パラナイーバの町について、ほっとしたのもつかの間、昼飯を食べた後、パラナイーバ川の川くだりをすることになっているとエドアルドはいう。
 以前、パラナイーバには来たことがあり、そのときも川くだりをした覚えがある。そのときのことは大した印象も残っておらず、川下りの後食べたドロ蟹がおいしかったことしか覚えていない。と言うことは面白くなかったということだ。
 ほとんど期待もせず、舟に乗り込む。ボートの操縦士は、小太りのモレーノで、どちらかと言うといやいや行くという感じである。エドアルドが僕を連れて行ってくれと彼に頼んだときも、疑い深そうな目で彼をみながら「旅行社の発行書をもってるのか」と聞き、その紙を見てシブシブ舟を出してくれた。
 舟に乗り込むと、彼は機械的にパラナイーバ川のことを説明し始めた。ごく普通にさらりと案内すればいい、という彼の気持ちがアリアリと見えた。それでは困るのである。普通以上の案内が欲しいのである。どこかで彼の気持ちを掴まなくては・・・・。
「パラナイーバ川はマラニョン州とピアウイ州の州境で・・・・・」そんなことは今やインターネットでいくらでも調べることができる。説明のキリのいいところでドロ蟹の収穫量について聞いてみた。「フォルタレーザに一番出されていて、9割はここの蟹なんだ。あの黄色い舟の屋根まで一杯に蟹を積んでいくのさ」と言ってすぐ前に停まっていた長さ5mほどの舟を指差した。「えっ、あれ一杯に!」驚いたのは本当であるが、ちょっと大げさに驚いてみせた。そんな僕を見て、彼の表情がちょっと緩んだ。そんなに悪い奴ではないかも・・・。ガイドや運転手とうまくやらないと、いい写真は撮れない。別に機嫌を取る気はまったくないがお互い気が許せるようになるにこしたことはない。エドアルドは仕事はきちんとやる男ではあったが、それ以上のことをやってくれる男ではなかった。なんとかきっかけを掴もうとしたが、防御は固く、ついに彼の気持ちを開くことはできなかった。かなりとっつきにくい人間であった。

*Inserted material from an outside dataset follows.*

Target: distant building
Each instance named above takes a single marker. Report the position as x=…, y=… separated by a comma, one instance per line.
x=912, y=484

 舟に乗って川を下っているうちに、次第に彼となじんできた。彼の名前はヒバー。意外にひょうきんな気の良い男である。沿岸にマングローブの林が続くパラナイ-バ川の本流を下り、途中支流に入る。蟹が撮りたくて、頼むと舟を止めてくれた。マングローブの木の間を真っ赤なはさみをした蟹がチョコチョコ逃げる。しかし、大きくても5センチほど蟹しか居ない。「もっと大きな蟹はいないかな~」なんとはなしに言うと、「ちょっと、待ってろ」と言うと、ヒバーは服を脱いでパンツ一枚になって水の引いた泥の上に上がって蟹を探し始めた。まさかパンツ1枚になるとは思いもよらなかった。「えっ、えっ、そんなに無理をしなくても大丈夫だよ」びっくりしていうが、彼はここぞと思う穴に手を突っ込んで、蟹を探る。やっと1匹の15センチほどの蟹を捕まえてくれた。「おーっ凄い凄い。やったね!」賞賛する。彼もなんとなく誇らしげである。

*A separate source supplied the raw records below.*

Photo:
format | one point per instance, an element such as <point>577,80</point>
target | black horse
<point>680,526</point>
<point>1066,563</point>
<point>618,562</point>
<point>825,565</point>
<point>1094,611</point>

 日本人の客がきたら、今のように蟹を捕ってくれるか? と聞くと、勿論と言う。思わず女性客の前で黒のブリーフ姿の彼を想像して、独り笑ってしまった。
「ここの泥は肌に凄くいいんだ。この辺は工場は無いし、何百年もの間に、マングローブの葉が堆積して泥になったものだからね。昔から蟹捕りたちは肌に良いことを知っていて泥を肌に塗ったりしていたよ。この間来たヨーロパッ人は袋にたくさん持って帰ったよ。ほら全然臭いがないだろ」そういって泥のついた手を僕の鼻に近づけた。「あっ、それはいいよ。絶対! お客を連れてきて泥風呂に入れて・・・、きっと女性客に受けるよ」と話はどんどん大きくなる。エステティックのことはよく解らないが、成分を調べたら、きっと肌に良い成分があるだろう。彼もすっかり乗り気だ。この話がきっかけになりすっかり打ち解けることができた。

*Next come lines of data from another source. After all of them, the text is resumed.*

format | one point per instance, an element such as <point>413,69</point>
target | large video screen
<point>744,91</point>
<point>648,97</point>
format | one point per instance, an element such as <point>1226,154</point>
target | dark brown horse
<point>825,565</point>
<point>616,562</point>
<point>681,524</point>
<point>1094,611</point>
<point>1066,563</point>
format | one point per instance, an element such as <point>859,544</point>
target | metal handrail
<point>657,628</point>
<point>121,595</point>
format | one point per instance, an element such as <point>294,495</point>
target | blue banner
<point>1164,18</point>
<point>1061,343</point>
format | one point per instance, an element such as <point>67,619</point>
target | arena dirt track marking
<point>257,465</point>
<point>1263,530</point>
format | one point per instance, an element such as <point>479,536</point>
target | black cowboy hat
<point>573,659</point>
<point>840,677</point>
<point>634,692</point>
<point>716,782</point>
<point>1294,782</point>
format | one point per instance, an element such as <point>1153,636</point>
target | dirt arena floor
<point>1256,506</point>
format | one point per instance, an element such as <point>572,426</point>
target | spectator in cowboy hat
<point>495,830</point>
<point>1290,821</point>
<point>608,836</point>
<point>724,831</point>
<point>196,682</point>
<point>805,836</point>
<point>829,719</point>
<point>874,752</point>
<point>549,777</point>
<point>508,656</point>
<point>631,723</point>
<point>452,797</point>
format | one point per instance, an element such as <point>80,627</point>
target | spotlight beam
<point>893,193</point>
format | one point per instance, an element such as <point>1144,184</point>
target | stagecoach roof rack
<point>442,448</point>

「ここから先は、舟では行けないから、降りて歩いていってくれるか。先の砂丘を越えると海があるから」舟を降りると、確かに水は膝までしかない。独りで行くのはちょっと不安ではあるが、30mほど水の中を歩き、砂丘にたどり着く。既に誰かが上陸したのか、数個の足跡が残る。さらに進むと幾十にも低い砂丘が連なるのが解った。海がみたかった。そのまま500mほど進むとやっと海が見えた。
 誰もいなかった。人の臭いがまったく感じられない。波が寄せては引き寄せては引いていく。何千何万年前から繰り返され続ける動き、これからも永遠に繰り返されるだろう。誰もいない海。急に孤独を感じ不安になった。見ると自分の足跡が消えている。ドキッとする。こんな所で迷ったらどうしよう、来た方向はわかっているのに、迷うことはないのに、大自然の中にいる独りっきりの自分を感じ怖くなった。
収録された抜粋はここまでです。